Saturday, February 10, 2007

Stranger than Fiction with Will Ferrell

Almost True to Life


Some neighbors just buried their tragically-disabled daughter after tending for her hand and foot her entire abbreviated life.

Friends care for their non-ambulatory, non-speaking (but precocious) five-year-old who was severely burned in an accident.

These are the kinds of real-life sacrifices that people make for people they love or care about. And self-sacrifice is the theme of the quirky and original movie Stranger Than Fiction.

The movie concerns Harold Crick (Will Ferrell)… a gray IRS agent living a paper thin slice of life… who begins to hear in his head a narration of his life’s events.

The effect, of course, is very disconcerting for Crick, especially after the narrator (Emma Thompson) says as Harold waits for the bus, “little did he know that this seemingly innocuous act would result in his imminent death.”

Crick goes to see a shrink (the woefully-underused Linda Hunt) who tells him that he’s schizophrenic and recommends a drug regimen.

But what if I really am hearing a narration, he asks, what would you suggest? She tells him to go see a literary specialist (Dustin Hoffman). Together they compile a list of likely authors. With imminent death hanging over him like a cloud, Crick’s life begins to take on some color as he rounds out his life, especially on the romantic front.

If this doesn’t sound like much of a movie, you’re right. Up until the last 10 minutes or so of the movie the depiction of Crick’s life seems so gray and ordinary you wonder if anything the filmmakers can do can possibly pay off.

The answer is yes. The climax is wonderfully moving and affecting. I’m going to own this movie.

Ferrell, believe it or not, brings nuance to the role.

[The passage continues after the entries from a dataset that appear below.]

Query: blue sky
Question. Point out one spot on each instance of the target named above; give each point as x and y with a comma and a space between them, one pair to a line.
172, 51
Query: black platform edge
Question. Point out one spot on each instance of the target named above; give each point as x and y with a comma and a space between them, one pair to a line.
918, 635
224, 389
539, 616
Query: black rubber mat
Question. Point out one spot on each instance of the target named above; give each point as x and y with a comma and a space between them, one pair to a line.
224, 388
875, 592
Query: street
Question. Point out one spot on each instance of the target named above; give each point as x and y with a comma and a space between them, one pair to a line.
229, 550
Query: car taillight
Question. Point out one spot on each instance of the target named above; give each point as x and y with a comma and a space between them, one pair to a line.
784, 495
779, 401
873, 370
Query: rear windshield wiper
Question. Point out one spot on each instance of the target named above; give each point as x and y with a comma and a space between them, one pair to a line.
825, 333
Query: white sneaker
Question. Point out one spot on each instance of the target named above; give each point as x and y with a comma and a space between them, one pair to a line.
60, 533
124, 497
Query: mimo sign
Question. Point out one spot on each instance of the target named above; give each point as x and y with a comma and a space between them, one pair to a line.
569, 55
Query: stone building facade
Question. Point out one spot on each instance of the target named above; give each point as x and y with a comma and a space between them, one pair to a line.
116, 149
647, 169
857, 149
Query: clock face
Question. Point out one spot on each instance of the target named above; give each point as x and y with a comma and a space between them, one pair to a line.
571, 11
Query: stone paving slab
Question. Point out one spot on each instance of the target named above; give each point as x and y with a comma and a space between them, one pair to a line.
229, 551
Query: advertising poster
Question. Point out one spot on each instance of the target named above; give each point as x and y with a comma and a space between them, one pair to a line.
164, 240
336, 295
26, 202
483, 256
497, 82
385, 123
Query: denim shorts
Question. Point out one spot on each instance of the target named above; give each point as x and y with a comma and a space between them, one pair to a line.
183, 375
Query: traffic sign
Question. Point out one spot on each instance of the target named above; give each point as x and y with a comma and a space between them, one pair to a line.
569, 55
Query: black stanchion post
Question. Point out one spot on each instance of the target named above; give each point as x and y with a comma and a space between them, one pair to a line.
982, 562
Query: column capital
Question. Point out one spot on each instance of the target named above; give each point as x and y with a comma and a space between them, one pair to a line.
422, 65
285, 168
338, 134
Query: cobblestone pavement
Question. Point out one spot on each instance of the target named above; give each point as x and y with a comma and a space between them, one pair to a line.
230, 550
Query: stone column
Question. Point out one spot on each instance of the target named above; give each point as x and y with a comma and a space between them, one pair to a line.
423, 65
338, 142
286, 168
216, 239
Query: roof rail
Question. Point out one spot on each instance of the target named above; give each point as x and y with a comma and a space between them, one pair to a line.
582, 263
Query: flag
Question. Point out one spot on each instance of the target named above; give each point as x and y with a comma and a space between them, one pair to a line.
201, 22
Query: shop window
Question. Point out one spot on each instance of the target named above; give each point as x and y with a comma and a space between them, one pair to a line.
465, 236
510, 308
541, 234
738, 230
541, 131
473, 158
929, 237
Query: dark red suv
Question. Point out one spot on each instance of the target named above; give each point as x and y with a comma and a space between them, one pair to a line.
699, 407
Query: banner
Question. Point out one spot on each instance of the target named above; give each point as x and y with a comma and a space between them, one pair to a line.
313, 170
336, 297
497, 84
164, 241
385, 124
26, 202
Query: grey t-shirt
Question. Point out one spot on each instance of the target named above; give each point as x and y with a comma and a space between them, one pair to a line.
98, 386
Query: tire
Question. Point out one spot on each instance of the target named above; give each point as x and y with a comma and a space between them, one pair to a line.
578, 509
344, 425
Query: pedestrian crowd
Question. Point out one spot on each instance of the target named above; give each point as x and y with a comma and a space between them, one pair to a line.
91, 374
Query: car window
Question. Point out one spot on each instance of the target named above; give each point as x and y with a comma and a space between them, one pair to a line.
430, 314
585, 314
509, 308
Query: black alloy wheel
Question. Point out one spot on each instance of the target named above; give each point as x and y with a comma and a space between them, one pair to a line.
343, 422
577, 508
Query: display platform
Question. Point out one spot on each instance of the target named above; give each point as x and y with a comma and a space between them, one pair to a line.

And the co-stars, which include Maggie Gyllenhaal (as Crick’s love interest) and Queen Latifah (as Thompson’s long-suffering assistant) are all quite good, Thompson especially so.

My only complaint is philosophical. The fact is, people make extraordinary daily sacrifices for others as a matter of course in the everyday lives. Everyone of us knows people like the ones I described above. Their sacrifice is so common it seems mundane. Crick’s act of sacrifice is spectacular, but momentary. But how would you depict people like my neighbors caring for their disabled child over a lifetime, whose devotion is so complete it seems ‘stranger than fiction’?

It may be impossible to make that movie. But I want desperately to one day see that harder, sadder, more meaningful, real, and joyful movie.

Stranger Than Fiction is rated PG-13 for some disturbing images, sexuality, brief language and nudity.

DMR grades Stranger than Fiction as a B.

The Dollar Movie Review Grading System: The Dollar Movie Review grades on a curve. Movies that make choices to be course or vulgar are downgraded a full to a half grade or more. Likewise, movies that don’t gross out or offend too much can be upgraded as a ‘thanks for trying’ attaboy. Stranger Than Fiction was downgraded a full grade because of all the elements that made it PG-13. Minus those elements I would have graded it as an A.